In U.S., Cotton Cries Betrayal
The result was a study filled with mathematical equations and symbols, using Agriculture Department data, the most damning portion of which was an estimate showing how big a role subsidies had played on world markets in 1999-2002. During that period, cotton prices slumped to about 30 cents a pound, and Sumner calculated how the nation's 25,000 cotton farmers would have behaved if the $3 billion to $4 billion a year in domestic and export subsidies had been removed.
He concluded that the United States, the biggest exporter of cotton, would have shipped about 41 percent less cotton abroad; that would have raised the world price about 12.6 percent.
U.S. trade officials defending Washington's case at the WTO attacked Sumner's analysis as faulty, but a much more vituperative reaction came from farm organizations whose California representatives went to Sumner's university last summer to confront him and university administrators.

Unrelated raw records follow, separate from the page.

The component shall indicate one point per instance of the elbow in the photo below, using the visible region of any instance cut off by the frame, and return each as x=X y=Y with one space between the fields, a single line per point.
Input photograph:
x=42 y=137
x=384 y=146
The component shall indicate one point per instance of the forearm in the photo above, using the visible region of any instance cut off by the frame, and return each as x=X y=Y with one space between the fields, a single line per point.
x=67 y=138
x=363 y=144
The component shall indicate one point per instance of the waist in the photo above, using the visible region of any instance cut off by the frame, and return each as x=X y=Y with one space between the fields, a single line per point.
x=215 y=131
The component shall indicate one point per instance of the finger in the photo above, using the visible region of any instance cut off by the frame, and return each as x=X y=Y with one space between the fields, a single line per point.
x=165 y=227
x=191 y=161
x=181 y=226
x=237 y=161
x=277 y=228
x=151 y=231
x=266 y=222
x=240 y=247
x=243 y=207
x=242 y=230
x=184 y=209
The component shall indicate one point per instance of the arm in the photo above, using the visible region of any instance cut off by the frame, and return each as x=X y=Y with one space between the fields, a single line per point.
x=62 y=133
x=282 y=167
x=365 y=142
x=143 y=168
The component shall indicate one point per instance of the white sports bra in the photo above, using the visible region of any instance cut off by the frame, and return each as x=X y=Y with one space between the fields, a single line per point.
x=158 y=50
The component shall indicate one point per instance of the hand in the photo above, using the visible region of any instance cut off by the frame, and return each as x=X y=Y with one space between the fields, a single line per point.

"If this was governmental or military related, it might be called treason and court martial proceedings would be in order," Earl P. Williams, president of the California Cotton Growers Association, was quoted as saying in the Western Farm Press. "Furthermore, I would hope that anyone that supports the UC system financially would step back and question continued support until this issue is resolved."
Inflaming the farm groups' anger, some of their officers said, was a sense of betrayal that an economist of Sumner's reputation and previous official position would defect to the opposing side. They understand that a professor has a right to academic freedom, said Charlie Hoppin, chairman of the California Rice Industry Association, but "other than buying his fine mind, [the Brazilians] bought very impeccable credentials."
Now that the WTO has ruled against the U.S. position, "we're just as mad as we were earlier, if not madder," Cameron said of the cotton growers group.
The message has been received loud and clear by Neal Van Alfen, dean of the College of Agricultural and Environmental Sciences at UC-Davis, who said the amount of money farm organizations provide for research at the university is "significant."
Van Alfen said Sumner "has the right, and it's an important right" to use his academic expertise as he did by working for the Brazilians, and be paid for it, especially since he was careful to spend only vacation time doing so. But, the dean said, "I question his judgment. It's a matter of, in any organization, if you have close working relationships with a broad group of people, you want to think twice about developing relations with their competitor, and doing it in such a public way."
Sumner, however, is unrepentant. "I'm trying to do the best economics and put it into the system," he said.
Likening the growers' threats to witness tampering, he said with a chuckle: "What is this, the mafia or something? Think of it as a criminal case, and one side says, 'We'll put pressure on this guy not to participate.' That's not right, is it?"